He was half convinced that he was now shaking as much as Célia. Only he was furious. And she was scared, he realised, desperately attempting to pull back on the leash that had been lifted from his anger. He was going to lose. He was going to lose Annabelle. And Célia...

‘I didn’t tell you because I was ashamed. Because I know what those drones have done and will continue to do. Why do you think I was so determined to counter that with the charity work I do?’

‘Well, it’s not like I would have been able to guess that with you keeping so many damn secrets.’ The line was petty and he hated himself for it, but couldn’t stop it.

‘I didn’t tell you,’ she said finally, in the softest of voices, ‘because you wanted the perfect fiancée. You didn’t, in fact, want someone whose reputation is worse than your own.’

He couldn’t deny her words. He knew she was telling the truth. That she had believed no one would find out. And he could see that she was destroyed by the revelation in court, by the knowledge of what her designs had been put to use for. But did it matter? Right now, to the granting of guardianship over Annabelle?

He turned away from her then, unable to bear the weight of her watery eyes. Each glint cut against him, burying into his heart, exposing a raw pain, a deeper truth. One that could not be denied. All this time he’d roared and railed against the pain of being abandoned, rejected in favour of money. His father left a broken shell by the divorce and never quite fully recovering. And Loukis, himself, left horrified and damaged by the knowledge of his worth in his mother’s eyes.

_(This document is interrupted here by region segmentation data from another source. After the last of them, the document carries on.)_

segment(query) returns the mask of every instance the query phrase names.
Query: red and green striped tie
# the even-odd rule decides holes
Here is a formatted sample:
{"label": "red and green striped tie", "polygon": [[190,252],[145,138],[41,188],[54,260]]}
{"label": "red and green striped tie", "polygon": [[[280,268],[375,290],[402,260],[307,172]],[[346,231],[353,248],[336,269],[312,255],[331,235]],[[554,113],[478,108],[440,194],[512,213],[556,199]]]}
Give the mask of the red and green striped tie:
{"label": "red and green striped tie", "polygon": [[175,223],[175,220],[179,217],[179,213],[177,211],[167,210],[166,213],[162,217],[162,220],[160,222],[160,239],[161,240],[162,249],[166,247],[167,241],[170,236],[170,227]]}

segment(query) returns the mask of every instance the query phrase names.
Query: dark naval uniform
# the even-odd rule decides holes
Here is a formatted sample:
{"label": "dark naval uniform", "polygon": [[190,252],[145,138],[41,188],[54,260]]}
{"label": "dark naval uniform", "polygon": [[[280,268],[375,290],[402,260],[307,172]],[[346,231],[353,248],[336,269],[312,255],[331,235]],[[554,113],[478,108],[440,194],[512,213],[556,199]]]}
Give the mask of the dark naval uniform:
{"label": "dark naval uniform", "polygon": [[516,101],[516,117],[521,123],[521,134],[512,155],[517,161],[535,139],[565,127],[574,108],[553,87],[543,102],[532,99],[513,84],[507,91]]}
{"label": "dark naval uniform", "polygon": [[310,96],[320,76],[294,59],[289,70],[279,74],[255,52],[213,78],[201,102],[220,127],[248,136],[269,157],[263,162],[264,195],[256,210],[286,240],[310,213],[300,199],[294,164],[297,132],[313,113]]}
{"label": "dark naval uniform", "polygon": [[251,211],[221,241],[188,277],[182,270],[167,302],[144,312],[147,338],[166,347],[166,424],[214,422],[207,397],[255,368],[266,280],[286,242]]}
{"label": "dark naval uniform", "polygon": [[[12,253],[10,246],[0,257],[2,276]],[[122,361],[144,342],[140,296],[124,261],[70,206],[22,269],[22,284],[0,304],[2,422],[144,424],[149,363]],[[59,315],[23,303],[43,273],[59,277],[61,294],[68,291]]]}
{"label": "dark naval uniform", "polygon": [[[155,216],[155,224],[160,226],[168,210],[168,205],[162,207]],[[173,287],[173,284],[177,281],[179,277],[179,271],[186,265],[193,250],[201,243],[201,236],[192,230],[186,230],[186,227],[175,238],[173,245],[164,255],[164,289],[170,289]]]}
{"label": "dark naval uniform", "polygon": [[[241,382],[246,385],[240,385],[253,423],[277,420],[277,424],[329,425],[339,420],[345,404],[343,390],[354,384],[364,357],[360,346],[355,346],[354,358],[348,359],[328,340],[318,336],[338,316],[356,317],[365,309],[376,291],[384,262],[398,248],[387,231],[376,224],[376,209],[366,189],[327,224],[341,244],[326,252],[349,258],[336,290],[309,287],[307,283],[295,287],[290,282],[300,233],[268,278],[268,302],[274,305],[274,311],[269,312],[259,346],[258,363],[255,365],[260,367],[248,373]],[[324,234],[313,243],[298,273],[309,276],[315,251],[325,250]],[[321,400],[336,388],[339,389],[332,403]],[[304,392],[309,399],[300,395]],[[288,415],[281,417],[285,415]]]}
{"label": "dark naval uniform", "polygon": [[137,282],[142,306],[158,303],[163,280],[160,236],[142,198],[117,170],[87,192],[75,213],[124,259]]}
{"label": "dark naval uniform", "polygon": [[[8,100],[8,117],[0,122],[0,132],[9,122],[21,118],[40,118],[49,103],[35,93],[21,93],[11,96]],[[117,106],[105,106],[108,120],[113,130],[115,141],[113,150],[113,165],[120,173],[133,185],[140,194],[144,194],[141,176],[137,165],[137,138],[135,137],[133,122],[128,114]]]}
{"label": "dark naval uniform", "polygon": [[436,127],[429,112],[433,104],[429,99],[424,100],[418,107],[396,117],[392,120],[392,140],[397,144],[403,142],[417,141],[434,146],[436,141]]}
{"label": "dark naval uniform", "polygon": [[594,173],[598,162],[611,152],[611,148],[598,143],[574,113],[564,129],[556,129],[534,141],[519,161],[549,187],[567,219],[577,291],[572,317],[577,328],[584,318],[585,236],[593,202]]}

But now this time, it was he who was being forced to make the choice. It felt as if he were being torn in two, a painful wrenching that he feared he might never soothe. Neither option would provide enough to compensate for what he would lose.

His mind worked furiously, trying to forecast the outcome of whatever his next move was, until he was dizzy with an infinite number of futures, all of which left him sacrificing something vital to him.

Fury raged within him as he realised that the price he would have to pay for Annabelle was Célia. This beautiful, impassioned, kind, supportive woman who had snuck beneath every single defence he had. And he couldn’t have her. Not if he wanted to protect Annabelle from their mother.

* * *

Célia could see it. The moment that he realised what she, herself, had come to realise as soon as Meredith had cried out the word murderer. There was no way that she could stay. She was now the greatest threat to his guardianship over Annabelle. A far worse threat than any that Loukis could have represented, or even foreseen.

Loukis’s chance at being granted custody had hung by a gossamer thread already. And she had effectively severed that thread. If she stayed.

‘Don’t,’ he commanded as if hearing her thoughts.

‘It’s the only way.’

He didn’t speak, but he was shaking his head as if refusing to listen. Refusing to do the only thing left to do.

She took a deep breath that trembled within her lungs. Oh, it hurt. So, so much. In her mind rose Loukis’s words from the first night they had made love. Speaking them now, with her tongue, the words on her lips, she felt them down to her very soul.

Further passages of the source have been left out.